Take-Two Interactive (NASDAQ:TTWO) has long been a solid video game stock for investors. It returned almost 400% over the last five years, far outpacing the trading performance of Activision Blizzard (NASDAQ:ATVI) and Electronic Arts (NASDAQ:EA).
Take-Two's Grand Theft Auto V (released in 2013) has sold 130 million copies. Those stellar sales helped push the company's bottom line into the green, moving from a net loss five years ago to a profit of more than $400 million over the last four quarters.
Still, this video game stock is way behind its peers in terms of profitability, and management is working to narrow that gap. Here are four charts that highlight Take-Two's path to greater profits and why further improvements should lead to even more returns for investors.
Gross margin history
Like its peers, Take-Two has seen a rise in its gross margin over the last 10 years as digital revenue climbed. Digital distribution of games was in the early innings of adoption for console gamers around 2010, but today, more consumers are downloading their games instead of purchasing them in store. In fiscal 2020, digital revenue made up 77% of Take-Two's business.
In its fiscal 2020 annual report, Take-Two explained why there is still more profitability to squeeze out of the digital channel: "We expect online delivery of games and game offerings to continue to grow and to become the primary part of our business over the long term."
Higher margins lead to higher profits
The growth in digital sales has had a significant impact on Take-Two's net income and free cash flow too. Its bottom line was inconsistent a decade ago but is less so today.
Management still sees opportunity to improve its operating margin and fuel more growth in net income and free cash flow.
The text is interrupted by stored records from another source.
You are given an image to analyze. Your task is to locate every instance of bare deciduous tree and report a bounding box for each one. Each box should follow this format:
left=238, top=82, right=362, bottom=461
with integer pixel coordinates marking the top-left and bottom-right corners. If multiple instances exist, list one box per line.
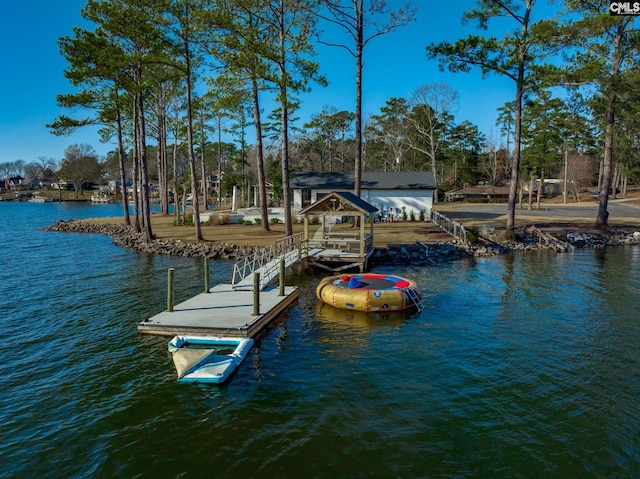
left=406, top=82, right=459, bottom=187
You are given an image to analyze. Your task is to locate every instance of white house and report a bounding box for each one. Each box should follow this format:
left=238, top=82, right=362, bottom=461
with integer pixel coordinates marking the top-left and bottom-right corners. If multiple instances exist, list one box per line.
left=291, top=171, right=437, bottom=220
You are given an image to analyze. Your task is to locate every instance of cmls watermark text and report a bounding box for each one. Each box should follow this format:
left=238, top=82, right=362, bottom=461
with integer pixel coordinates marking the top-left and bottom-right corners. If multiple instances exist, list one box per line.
left=610, top=1, right=640, bottom=14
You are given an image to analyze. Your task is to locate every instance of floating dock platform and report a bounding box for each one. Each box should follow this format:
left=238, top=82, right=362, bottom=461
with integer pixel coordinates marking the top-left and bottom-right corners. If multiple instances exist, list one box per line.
left=138, top=284, right=299, bottom=338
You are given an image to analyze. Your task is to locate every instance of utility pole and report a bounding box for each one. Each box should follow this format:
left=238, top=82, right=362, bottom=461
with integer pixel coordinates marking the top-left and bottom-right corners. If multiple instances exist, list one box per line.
left=563, top=150, right=568, bottom=205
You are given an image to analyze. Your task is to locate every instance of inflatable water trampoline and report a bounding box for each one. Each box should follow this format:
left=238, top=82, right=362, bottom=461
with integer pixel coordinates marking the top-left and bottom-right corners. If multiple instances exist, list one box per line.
left=316, top=273, right=422, bottom=313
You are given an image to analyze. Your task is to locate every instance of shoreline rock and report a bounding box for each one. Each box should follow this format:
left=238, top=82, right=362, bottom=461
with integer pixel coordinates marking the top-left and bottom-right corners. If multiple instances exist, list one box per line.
left=44, top=219, right=640, bottom=266
left=44, top=220, right=254, bottom=260
left=369, top=224, right=640, bottom=267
The chart below highlights the large disparity between Take-Two's operating margin and that of its peers.
On Take-Two's fiscal fourth-quarter conference call, CEO Strauss Zelnick discussed the company's plan to scale the business up to achieve a more competitive operating margin. This is part of the reason for the 93 new titles in its development pipeline. Take-Two is on a mission to spread more revenue across its overhead and marketing expenses to improve its profitability from current levels.
This strategy has already worked in Take-Two's favor. Over the last few years, Take-Two has continued to sell millions of copies of hits like Grand Theft Auto V and Red Dead Redemption 2 (2018). Along with the strong sales of core titles, its total operating expenses have dropped as a percentage of revenue, falling from 42.3% in fiscal 2018 to 36.3% in fiscal 2020. That has helped net profit margin jump from 9.7% to 13.1%. This is despite research and development (R&D) expense on new games increasing by 51% over the same time frame.
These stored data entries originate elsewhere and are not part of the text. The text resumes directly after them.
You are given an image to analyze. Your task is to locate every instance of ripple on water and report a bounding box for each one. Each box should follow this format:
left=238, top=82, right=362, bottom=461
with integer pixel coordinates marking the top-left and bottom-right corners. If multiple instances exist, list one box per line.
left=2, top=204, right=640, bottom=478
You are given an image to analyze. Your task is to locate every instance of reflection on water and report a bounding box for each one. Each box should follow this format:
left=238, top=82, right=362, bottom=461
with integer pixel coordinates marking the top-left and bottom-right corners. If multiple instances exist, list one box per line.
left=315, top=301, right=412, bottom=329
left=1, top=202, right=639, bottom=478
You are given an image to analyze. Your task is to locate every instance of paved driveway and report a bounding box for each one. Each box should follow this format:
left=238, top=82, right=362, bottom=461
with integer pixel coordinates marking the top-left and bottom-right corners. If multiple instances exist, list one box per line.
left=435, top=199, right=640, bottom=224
While investment in the dozens of new games in the pipeline will cause R&D to continue increasing, other operating expenses such as marketing should only rise modestly, as Zelnick explained on the call:
To have competitive operating margins, you need scale with the same level of success of your games, and that's our goal here. But the reason you get those higher operating margins with more net bookings is because you don't build up your fixed overhead, and your fixed overhead would typically include marketing and distribution expenses.
Positioned for outperformance
Take-Two's relatively lower margin profile compared to its peers is why the company's stock trades at a lower price-to-sales (P/S) ratio, even though Take-Two is more expensive on a price-to-earnings basis.
If Take-Two can continue expanding its margins, making its business more profitable, then its P/S valuation will gradually increase. In that light, its stock is positioned to outperform the competition.